Everett folded the newspaper and smiled. “How long you been awake?”
She laughed and put her hands to her stomach. It was still swollen. “You needn’t whisper. Where’s the baby?”
He came back in a few minutes with one of the nuns, who held the baby wrapped in pink flannel.
“A girl,” she said. “That would have pleased Daddy.”
“It pleases me.”
Lily turned her head on the pillow so that she could see Everett’s face.
“Listen,” she said. “I was all right this time, wasn’t I.”
“You were fine.”
She lay back. “I can’t feed it, you know.”
“They’ll feed her.”
“It’s funny to hear you say
her
. I don’t even know what we’ll call it.”
“You said Julia. Julia Knight McClellan. I thought we decided that.”
“I just said that because of my grandmother. I never really thought it would be a girl. I was thinking of Walter.” She laughed. “It’s entirely too small to call something like Julia Knight McClellan.

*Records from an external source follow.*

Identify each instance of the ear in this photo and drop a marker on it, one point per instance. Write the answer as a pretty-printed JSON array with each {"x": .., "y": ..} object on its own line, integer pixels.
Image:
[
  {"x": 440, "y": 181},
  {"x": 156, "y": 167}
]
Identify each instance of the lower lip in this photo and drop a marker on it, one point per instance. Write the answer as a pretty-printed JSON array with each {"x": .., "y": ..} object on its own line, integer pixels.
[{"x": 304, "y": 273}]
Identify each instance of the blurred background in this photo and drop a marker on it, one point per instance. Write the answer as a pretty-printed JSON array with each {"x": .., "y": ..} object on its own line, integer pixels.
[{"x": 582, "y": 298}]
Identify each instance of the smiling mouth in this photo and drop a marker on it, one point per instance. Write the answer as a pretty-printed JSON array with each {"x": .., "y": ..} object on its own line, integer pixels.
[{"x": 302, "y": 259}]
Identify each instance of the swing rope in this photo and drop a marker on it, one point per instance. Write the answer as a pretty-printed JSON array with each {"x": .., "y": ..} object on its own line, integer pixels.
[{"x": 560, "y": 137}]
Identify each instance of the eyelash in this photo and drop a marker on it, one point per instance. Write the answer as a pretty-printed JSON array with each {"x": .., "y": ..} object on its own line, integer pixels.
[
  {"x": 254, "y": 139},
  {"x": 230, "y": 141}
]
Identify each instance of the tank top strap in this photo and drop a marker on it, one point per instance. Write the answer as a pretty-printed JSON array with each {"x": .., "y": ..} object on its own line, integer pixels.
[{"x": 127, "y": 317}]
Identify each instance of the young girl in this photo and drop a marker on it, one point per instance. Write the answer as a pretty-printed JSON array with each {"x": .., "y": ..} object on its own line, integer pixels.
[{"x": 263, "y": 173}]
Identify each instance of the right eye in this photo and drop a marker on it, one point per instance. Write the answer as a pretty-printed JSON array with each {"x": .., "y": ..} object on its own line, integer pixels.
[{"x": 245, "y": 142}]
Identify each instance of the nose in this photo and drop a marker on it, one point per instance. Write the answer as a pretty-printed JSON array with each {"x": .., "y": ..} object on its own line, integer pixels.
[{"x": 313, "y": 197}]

It sounds like a suffragette.”
“She’s big for a baby.” Everett turned to the nun. “Didn’t you say she was big for a baby?”
“Everett, I
know
. She’s a regular King Kong of a baby.”
“Listen,” she added after the nun had left the room. “We’ll have more. We’ll have about six. And Martha can have about six. And they’ll have these terrible fights because there won’t be enough land to go around.”
“And Sarah. Don’t forget Sarah.”
“That’s right, and Sarah.” She had in fact forgotten Sarah. “Anyway. There’ll be this one runt. Likable but you know, a loser. He’ll be conned out of everything but some little back piece with no water. Then one day while the rest of them are playing golf—they’ll be forever hanging around the country club, that type—and he’s scratching around his place, you know what happens then?”
“Gold.”
“Everett, baby. You live so in the past. It turns out his piece is the only exit for one hundred miles on a proposed transcontinental freeway.”
“A freeway?”
“An
exit
, Everett. Standard Stations. Motels. Piggly Wiggly Markets. Long-term leases.”
Everett smiled.
“Listen,” she said. “I behaved this time, didn’t I.”
Everett sat down by the bed and took her hand. “Yes.”
“I didn’t get scared and make a lot of trouble. I mean all the way through it was all right this time.”
“You didn’t make a lot of trouble before.”
“I did. Your father told Martha he hoped I never got pregnant again because I was impossible.”
“Who told you that?”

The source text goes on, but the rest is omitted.